Darin liegt eine grosse Lektion für uns alle. Die Umstände in unserem Leben, die uns aus menschlicher Sicht am schlimmsten zu sein scheinen, kann Gott benutzen, um daraus das Beste zu seiner Ehre zu machen. Joseph erlitt ein grosses Unrecht. Er wusste nichts über seine Zukunft. Doch das war nicht seine Hauptbeschäftigung. Er befasste sich vielmehr damit, seinem Gott zu dienen.
Joseph wünschte, aus dem Gefängnis herauszukommen. Darum sagte er zum Mundschenk des Königs: «Erinnere dich an mich, wenn es dir gut geht, und erweise doch Güte an mir und erwähne mich beim Pharao und bring mich aus diesem Haus heraus» (Vers 14). Joseph dachte vielleicht für einen Moment, er habe im Mundschenk die Lösung für sein Problem gefunden. Ich denke, dass jeder von uns sich in einer schweren Prüfung wünscht, Gott würde auf die eine oder andere Weise eingreifen.
Doch gleich darauf wird es still. Joseph ist ruhig. Wir lesen nichts von Hektik, Sorgen oder Ängsten. An seiner Stelle hätte ich mir nach dem Gespräch mit dem Mundschenk sofort viele Fragen gestellt: «Wird er sich an mich erinnern?» Und: «Wann wird er an mich denken?» Und: «Wird er gegenüber dem Pharao die richtigen Worte verwenden?» Und: «Wie wird der Pharao reagieren?»
Wie geht es weiter?
Kapitel 40 endet auf eine verwirrende Weise: «Aber der Oberste der Mundschenken dachte nicht mehr an Joseph und vergass ihn» (Vers 23).
Was sollte Joseph in diesem Moment tun? Warten und nochmals warten.
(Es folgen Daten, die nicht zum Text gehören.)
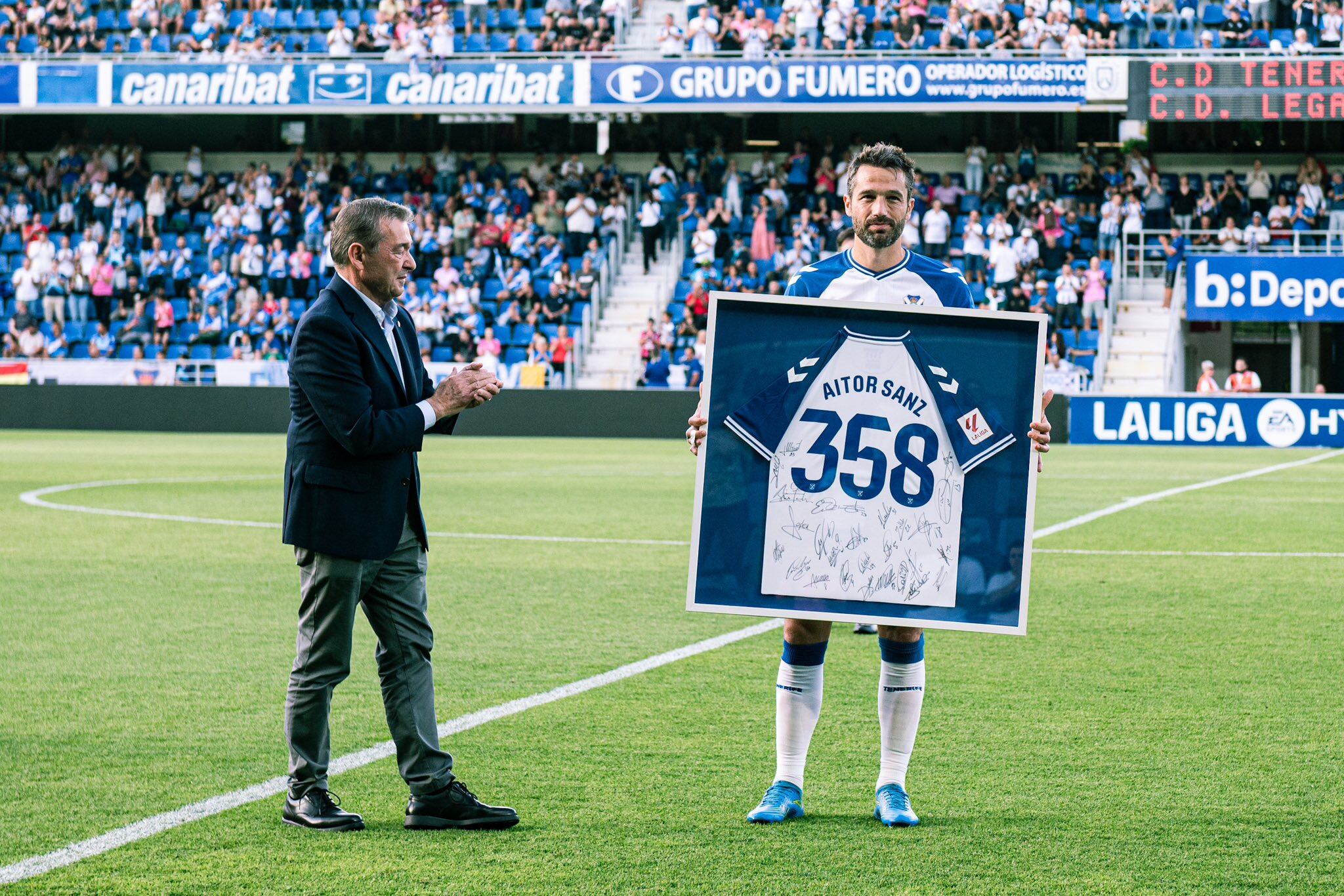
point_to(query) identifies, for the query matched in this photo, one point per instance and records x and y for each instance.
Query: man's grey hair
(362, 222)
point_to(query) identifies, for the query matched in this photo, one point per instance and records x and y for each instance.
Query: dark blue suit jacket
(350, 460)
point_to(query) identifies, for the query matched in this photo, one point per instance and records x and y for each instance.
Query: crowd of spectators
(393, 30)
(101, 256)
(1024, 239)
(401, 30)
(1050, 27)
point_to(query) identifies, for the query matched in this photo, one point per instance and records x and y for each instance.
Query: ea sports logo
(1281, 422)
(635, 83)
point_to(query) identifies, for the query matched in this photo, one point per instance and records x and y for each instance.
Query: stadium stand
(1015, 233)
(396, 30)
(104, 257)
(388, 29)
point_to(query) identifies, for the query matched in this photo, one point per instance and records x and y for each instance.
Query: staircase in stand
(613, 359)
(1137, 360)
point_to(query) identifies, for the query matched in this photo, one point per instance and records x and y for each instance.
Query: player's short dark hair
(882, 156)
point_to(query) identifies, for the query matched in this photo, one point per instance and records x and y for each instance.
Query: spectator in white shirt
(671, 38)
(807, 19)
(704, 33)
(341, 41)
(1255, 234)
(26, 283)
(1004, 264)
(1230, 237)
(937, 228)
(973, 247)
(579, 220)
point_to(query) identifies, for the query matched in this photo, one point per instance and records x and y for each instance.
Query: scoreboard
(1265, 89)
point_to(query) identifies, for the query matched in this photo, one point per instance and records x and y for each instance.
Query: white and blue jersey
(869, 441)
(914, 281)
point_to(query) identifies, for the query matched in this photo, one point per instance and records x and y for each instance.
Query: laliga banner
(1226, 421)
(1265, 288)
(852, 82)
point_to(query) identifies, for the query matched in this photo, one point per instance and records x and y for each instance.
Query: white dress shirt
(387, 323)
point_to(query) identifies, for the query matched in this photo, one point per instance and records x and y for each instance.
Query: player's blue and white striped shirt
(915, 281)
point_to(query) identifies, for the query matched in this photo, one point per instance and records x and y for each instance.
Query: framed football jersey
(867, 462)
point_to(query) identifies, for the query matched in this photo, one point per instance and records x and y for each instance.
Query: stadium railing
(1143, 265)
(644, 52)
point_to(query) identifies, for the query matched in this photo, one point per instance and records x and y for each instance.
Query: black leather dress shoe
(456, 806)
(320, 810)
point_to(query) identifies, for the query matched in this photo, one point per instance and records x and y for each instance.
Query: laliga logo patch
(1281, 422)
(635, 83)
(973, 425)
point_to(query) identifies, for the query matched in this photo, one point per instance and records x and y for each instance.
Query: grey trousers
(394, 600)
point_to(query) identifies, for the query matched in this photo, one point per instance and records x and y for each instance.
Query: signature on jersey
(799, 569)
(795, 529)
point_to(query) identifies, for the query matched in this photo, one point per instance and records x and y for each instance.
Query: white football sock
(797, 706)
(900, 699)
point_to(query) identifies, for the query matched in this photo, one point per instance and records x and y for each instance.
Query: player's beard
(879, 241)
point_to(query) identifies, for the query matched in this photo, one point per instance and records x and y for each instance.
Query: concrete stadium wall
(222, 409)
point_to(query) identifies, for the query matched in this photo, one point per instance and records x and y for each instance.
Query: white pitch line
(276, 786)
(1192, 554)
(37, 497)
(215, 805)
(1181, 489)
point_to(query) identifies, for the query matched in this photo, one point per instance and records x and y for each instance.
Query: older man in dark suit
(360, 405)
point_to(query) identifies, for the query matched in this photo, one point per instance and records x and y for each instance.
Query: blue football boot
(781, 802)
(894, 807)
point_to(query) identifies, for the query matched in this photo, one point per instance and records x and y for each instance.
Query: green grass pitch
(1168, 724)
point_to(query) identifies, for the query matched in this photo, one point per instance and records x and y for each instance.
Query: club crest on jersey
(975, 428)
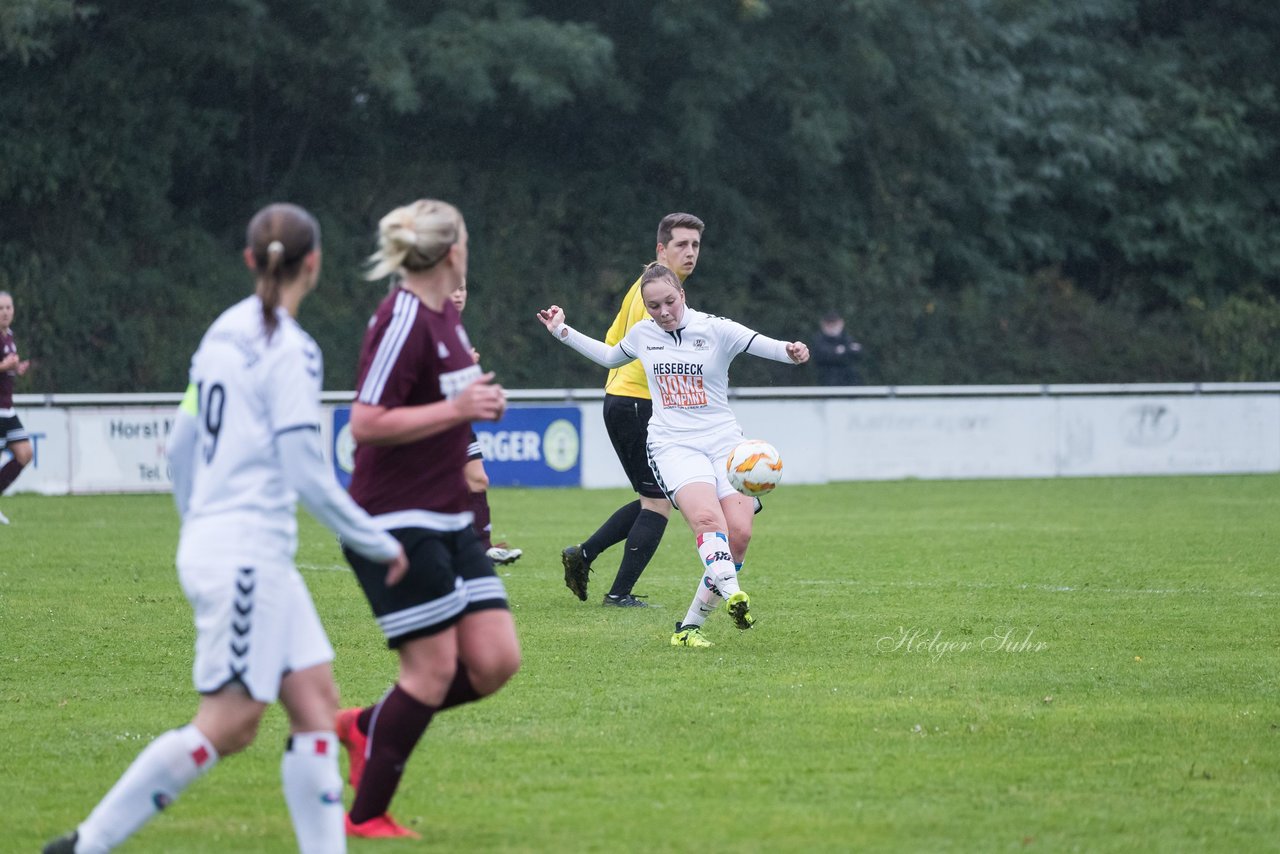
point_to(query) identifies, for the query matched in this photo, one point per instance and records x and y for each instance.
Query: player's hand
(552, 318)
(798, 351)
(397, 569)
(483, 400)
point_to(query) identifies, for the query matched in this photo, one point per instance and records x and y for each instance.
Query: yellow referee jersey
(627, 380)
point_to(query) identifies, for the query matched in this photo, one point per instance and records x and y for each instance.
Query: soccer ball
(754, 467)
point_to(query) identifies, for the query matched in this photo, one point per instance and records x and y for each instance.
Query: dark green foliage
(991, 191)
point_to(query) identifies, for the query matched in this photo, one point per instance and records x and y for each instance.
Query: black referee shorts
(627, 423)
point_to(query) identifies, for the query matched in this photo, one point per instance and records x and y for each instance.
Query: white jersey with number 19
(250, 391)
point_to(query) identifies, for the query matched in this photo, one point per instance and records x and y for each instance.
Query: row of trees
(991, 191)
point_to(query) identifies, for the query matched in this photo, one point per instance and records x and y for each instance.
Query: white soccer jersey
(250, 391)
(688, 369)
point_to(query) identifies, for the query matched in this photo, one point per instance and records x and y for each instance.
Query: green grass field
(959, 666)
Wie lange? Viele Tage? Einige Monate? Nein, er wartete von jenem Zeitpunkt an mindestens zwei Jahre.
Kapitel 40 geht also zu Ende, ohne dass sich für Joseph etwas geändert hat. Welche Lehren können wir aus seinem Verhalten in dieser Begebenheit ziehen?
- Völlige Abhängigkeit von Gott
- Treue und Stabilität
- Strahlender Glaube
- Bereitschaft, Gott auch unter schwierigen Bedingungen zu dienen
- Bereitschaft, anderen zu helfen, selbst wenn wir menschlich dazu neigen, uns nur mit uns selbst zu beschäftigen
Das sind Dinge, die bleiben und in Gottes Augen wertvoll sind. Es ist das, was Er von den Seinen wünscht, wenn es eine lange Wartezeit gibt, wenn wir in Umstände kommen, die wir nicht verstehen und die unseren Glauben auf die Probe stellen.
Befiehl dem HERRN deinen Weg und vertraue auf ihn, und er wird handeln! … Vertraue still dem HERRN und harre auf ihn! (Psalm 37,5.7).
Wenn du auch sagst, du schaust ihn nicht – die Rechtssache ist vor ihm; so harre auf ihn. (Hiob 35,14).